With total 1997 pro forma consolidated sales of $4.5 billion, Aventis CropScience will be a world leader with leadership positions in herbicides, insecticides, fungicides, and non-agricultural products. Its broadened product portfolio will provide the company with complementary weed, disease, and insect-management solutions. The main goal of Aventis CropScience is to achieve a 10% market share in the U.S. Midwest in the next few years.
Aventis Agriculture will include CropScience, including Hoechst Schering AgrEvo and Rhone-Poulenc Agro. Hoechst and Schering have agreed in principle that Schering will join the partnership in Aventis CropScience subject to final negotiation; animal nutrition, presently belonging to Rhone-Poulenc; animal health, through Merial, the 50/50 joint venture between Rhone-Poulenc and Merck & Co. For the time being, it is expected that HR Vet will remain a subsidiary of Hoechst AG.

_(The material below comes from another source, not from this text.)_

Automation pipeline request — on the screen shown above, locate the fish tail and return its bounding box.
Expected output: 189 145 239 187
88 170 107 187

Aventis will be 50/50 owned by Hoechst and Rhone-Poulenc respectively, both of which will continue to be publicly listed following the completion of the transaction and will be renamed Aventis Hoechst and Aventis Rhone-Poulenc. Hoechst Marion Roussel, Rhone-Poulenc Rorer, Pasteur Merieux Connaught, Centeon, AgrEvo, Rhone-Poulenc Agro, Rhone-Poulenc Animal Nutrition and the 50% Rhone-Poulenc stake in Merial would be contributed in the new legal entity, as well as the 32.5% participation of Hoechst in Dade Behring. The creation of Aventis will not involve either exchanges or acquisitions of shares at the parent company level and will not lead to new additional debt.
Hoechst and Rhone-Poulenc intend to divest their remaining chemical businesses, in line with the strategy they have both already started to implement. Earlier this year, Rhone-Poulenc floated a minority equity stake in its chemicals business, Rhodia. In Oct. 1998, Hoechst announced the definitive agreement to sell Herberts and, on Nov. 17, 1998, it announced plans to demerge Celanese and Ticona into an independent, publicly traded company to be known as Celanese AG.
The Hoechst/Rhone-Poulenc merger is expected to be submitted to both companies' general shareholder meetings by mid 1999, after the regulatory approvals have been obtained and the legal procedures carried out.